BY MATT MENCARINI | SPORTS EDITOR

There’s a great SportscCenter commercial where the anchors simulate what they would do if a show went into a rain delay, killing time as if they were athletes.

I know it never really happens, but I get a kick out of watching Steve Levy and John Anderson pretend to be ballplayers anxious to get back out on the clay. But for some local baseball teams, the end of last week was the real deal, and much longer.

Seabreeze was scheduled to play Melbourne Wednesday, May 1, but that didn’t actually happen until May 6, the same day Father Lopez finally played St. Johns Country Day, which had been postponed since Thursday, May 2.

Both teams were waiting to play the first game of their respective regional tournaments.

At one point, it looked like Seabreeze might play during the weekend. Father Lopez and St. Johns Country Day actually showed up to the field Friday. But a constant downpour nixed those best intentions.

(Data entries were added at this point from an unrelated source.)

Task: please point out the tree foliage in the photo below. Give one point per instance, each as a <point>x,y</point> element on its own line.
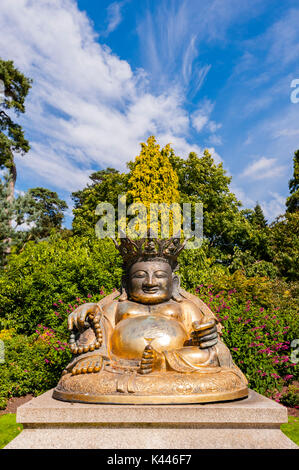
<point>152,178</point>
<point>106,185</point>
<point>12,138</point>
<point>293,200</point>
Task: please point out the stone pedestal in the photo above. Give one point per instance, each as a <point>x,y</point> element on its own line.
<point>250,423</point>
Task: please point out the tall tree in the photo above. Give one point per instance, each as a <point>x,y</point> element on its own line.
<point>202,180</point>
<point>106,185</point>
<point>12,139</point>
<point>292,202</point>
<point>17,216</point>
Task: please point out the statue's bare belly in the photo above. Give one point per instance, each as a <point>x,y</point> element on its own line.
<point>131,335</point>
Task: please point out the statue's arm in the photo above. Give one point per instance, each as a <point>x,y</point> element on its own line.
<point>202,330</point>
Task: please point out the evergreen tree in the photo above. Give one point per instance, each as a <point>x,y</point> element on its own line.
<point>224,225</point>
<point>293,200</point>
<point>12,139</point>
<point>152,180</point>
<point>17,217</point>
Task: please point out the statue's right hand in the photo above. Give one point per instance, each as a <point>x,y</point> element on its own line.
<point>77,318</point>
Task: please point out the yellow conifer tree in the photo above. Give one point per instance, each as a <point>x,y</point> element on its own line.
<point>153,179</point>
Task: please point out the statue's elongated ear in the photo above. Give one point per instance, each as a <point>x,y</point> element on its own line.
<point>176,288</point>
<point>124,293</point>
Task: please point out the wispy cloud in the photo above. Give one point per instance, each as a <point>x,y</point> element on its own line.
<point>263,168</point>
<point>87,108</point>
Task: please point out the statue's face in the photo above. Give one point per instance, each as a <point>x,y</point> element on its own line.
<point>150,282</point>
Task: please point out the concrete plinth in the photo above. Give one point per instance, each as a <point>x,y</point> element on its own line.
<point>250,423</point>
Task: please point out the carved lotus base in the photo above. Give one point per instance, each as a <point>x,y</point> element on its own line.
<point>220,384</point>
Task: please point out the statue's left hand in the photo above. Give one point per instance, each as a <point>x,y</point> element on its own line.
<point>205,334</point>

“You look at it both ways,” Seabreeze coach Anthony Campanella said late in the week, before the Melbourne game. “At the end of the season, a lot of these kids are kind of tired. This can be a positive thing where it can give them some rest. Or, in our situation, we've been playing so well, so we want to play.”

Both teams were able to get some work in, though, during the delays, although their activities were limited.

“It’s just something we’ve been talking about all year, and that’s adversity,” Father Lopez coach Trevor Berryhill said. “Teams that are going to be successful are going to push through. ... It’s not about the weather or the other team, its about us — stay mentally tough and be ready to play.”

But both coaches also recognized the large part timing and rhythm plays in their sport, and for their teams.

“You just have to hope that the coaches have done a good enough job starting the season (so) that these guys can execute,” Campanella said.

Unlike Levy and Anderson, when the rain delays ended for Seabreeze and Father Lopez, they didn’t get to hop into a chair and read off a teleprompter.

The Sandcrabs and the Green Wave had games to win. Their seasons depended on it.